Je suis venu à l'étranger, et je n'ai pourtant pas de lieu où appartenir — ce que j'ai remarqué en cours de voyage
Je pensais que quelque chose changerait si j'allais à l'étranger.
Je pensais que je deviendrais plus ouvert en venant à l'étranger.
Terres inconnues, gens inconnus, air de liberté.
Mais la réalité était un peu différente.
Les mots ne viennent pas.
Je passe mon temps à lire l'ambiance.
Sans m'en rendre compte, je suis devenu plus silencieux.
Sur le chemin du retour d'une fête d'anniversaire en Géorgie, j'ai ressenti un profond vide.
« Est-ce que j'ai toujours eu si peu de présence ? »
Mais en même temps, j'ai aussi pensé ceci.
Que même au Japon, je ne me sentais pas vraiment à ma place.
Quand j'étudiais en Russie, je n'avais pas ce sentiment.
C'était étrange.
Pendant mon séjour d'études en Russie, je n'ai pas eu ce sentiment.
Au contraire, j'étais détendu et naturel.
J'ai réfléchi aux raisons.
À cette époque,
- J'avais un rôle clair en tant qu'étudiant.
- Il y avait une communauté de personnes du même âge.
- Tout le monde était au même stade, en cours de route.
- Il y avait une structure où les relations naissaient naturellement.
En d'autres termes, j'avais une place dans la société.
Mon voyage en solitaire actuel est différent.
- Pas de rôle.
- La communauté ne se crée pas automatiquement.
- Les tranches d'âge sont mélangées.
- Je suis le seul à être en déplacement.
Le sentiment d'être en dehors de la société.
Cela me faisait me sentir insignifiant.
L'étranger n'est pas un endroit qui change les gens.
On dit souvent : « Aller à l'étranger te change. »
Mais en réalité, ce pourrait être l'inverse.
L'étranger n'est pas un endroit qui change les gens.
Un endroit qui met à nu les gens.C'est ça.

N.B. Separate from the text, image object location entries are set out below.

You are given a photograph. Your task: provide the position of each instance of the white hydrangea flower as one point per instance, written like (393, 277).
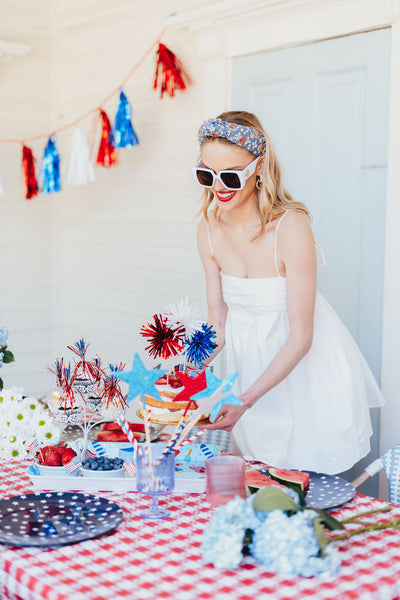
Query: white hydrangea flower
(22, 419)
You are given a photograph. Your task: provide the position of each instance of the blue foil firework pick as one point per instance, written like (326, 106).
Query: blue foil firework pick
(200, 346)
(124, 135)
(50, 168)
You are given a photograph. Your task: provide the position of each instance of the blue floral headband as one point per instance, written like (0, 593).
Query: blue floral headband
(246, 137)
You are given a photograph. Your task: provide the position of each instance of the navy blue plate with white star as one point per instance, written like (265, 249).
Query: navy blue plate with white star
(328, 491)
(56, 518)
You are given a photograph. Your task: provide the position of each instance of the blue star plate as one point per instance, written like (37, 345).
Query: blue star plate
(328, 491)
(56, 518)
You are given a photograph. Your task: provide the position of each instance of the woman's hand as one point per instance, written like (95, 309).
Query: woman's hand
(227, 417)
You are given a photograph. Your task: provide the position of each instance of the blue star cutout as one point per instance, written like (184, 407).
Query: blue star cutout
(140, 380)
(213, 384)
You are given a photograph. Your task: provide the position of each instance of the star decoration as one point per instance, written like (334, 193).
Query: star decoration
(140, 380)
(216, 394)
(192, 385)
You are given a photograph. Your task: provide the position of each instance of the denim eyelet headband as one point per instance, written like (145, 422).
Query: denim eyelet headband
(246, 137)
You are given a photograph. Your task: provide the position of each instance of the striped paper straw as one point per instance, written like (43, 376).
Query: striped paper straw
(125, 428)
(190, 440)
(174, 438)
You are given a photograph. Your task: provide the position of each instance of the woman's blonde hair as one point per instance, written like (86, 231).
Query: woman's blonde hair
(272, 198)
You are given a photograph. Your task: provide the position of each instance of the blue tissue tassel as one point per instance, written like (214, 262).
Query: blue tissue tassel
(200, 345)
(124, 135)
(50, 168)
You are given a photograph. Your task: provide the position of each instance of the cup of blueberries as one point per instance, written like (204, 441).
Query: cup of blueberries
(103, 466)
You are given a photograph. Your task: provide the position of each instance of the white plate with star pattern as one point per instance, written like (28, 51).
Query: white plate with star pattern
(56, 518)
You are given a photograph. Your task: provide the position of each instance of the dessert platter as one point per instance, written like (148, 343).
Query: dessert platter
(108, 474)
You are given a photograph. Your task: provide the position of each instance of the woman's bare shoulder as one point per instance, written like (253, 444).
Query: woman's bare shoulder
(295, 222)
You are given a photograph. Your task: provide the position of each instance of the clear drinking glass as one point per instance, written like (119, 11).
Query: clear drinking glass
(155, 478)
(225, 479)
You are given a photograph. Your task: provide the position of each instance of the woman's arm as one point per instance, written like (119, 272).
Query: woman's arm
(217, 308)
(298, 259)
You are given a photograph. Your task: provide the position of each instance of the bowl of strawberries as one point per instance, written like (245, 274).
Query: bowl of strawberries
(51, 460)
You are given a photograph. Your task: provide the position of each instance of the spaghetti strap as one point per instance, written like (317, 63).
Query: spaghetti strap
(276, 242)
(209, 240)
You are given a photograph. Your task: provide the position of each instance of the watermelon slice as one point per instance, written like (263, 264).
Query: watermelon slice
(255, 479)
(286, 476)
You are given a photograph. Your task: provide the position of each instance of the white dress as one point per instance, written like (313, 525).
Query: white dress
(317, 418)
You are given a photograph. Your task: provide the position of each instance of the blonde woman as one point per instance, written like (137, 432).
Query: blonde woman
(304, 384)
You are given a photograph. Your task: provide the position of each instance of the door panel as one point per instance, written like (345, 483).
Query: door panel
(325, 107)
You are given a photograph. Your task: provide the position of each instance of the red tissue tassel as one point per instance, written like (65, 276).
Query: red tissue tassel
(106, 156)
(169, 72)
(28, 167)
(164, 341)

Les titres, les professions, les langues — les structures qui me soutenaient disparaissent.
Il ne reste que mon moi à nu, en tant qu'humain.
Donc, temporairement,
- Je perds confiance.
- Je deviens plus introverti.
- Je me sens seul.
Mais ce n'est pas un échec.
Ce n'est que les petites roues qui ont été retirées.
Je ne cherchais pas un « pays ».
C'est ici que je m'en suis enfin aperçu.
Je ne cherchais pas à choisir entre le Japon et l'étranger. Ce que je cherchais était :
Société en mouvement × personnes proches de cœur × environnement où je peux rester en cours
C'était.
Une société en mouvement
Plutôt qu'une société achevée,
Je me sens plus à l'aise dans une société qui est encore en développement.
Une économie en hausse,
une énergie jeune,
un endroit où il y a beaucoup de gens qui relèvent des défis.
Parce que je suis moi-même encore 'en cours', je veux que la société le soit aussi.
Quand on entre dans une atmosphère achevée,
Je me sens être le seul inachevé.
Personnes proches de cœur
Plus important que la nationalité, c'est la proximité avec les personnes.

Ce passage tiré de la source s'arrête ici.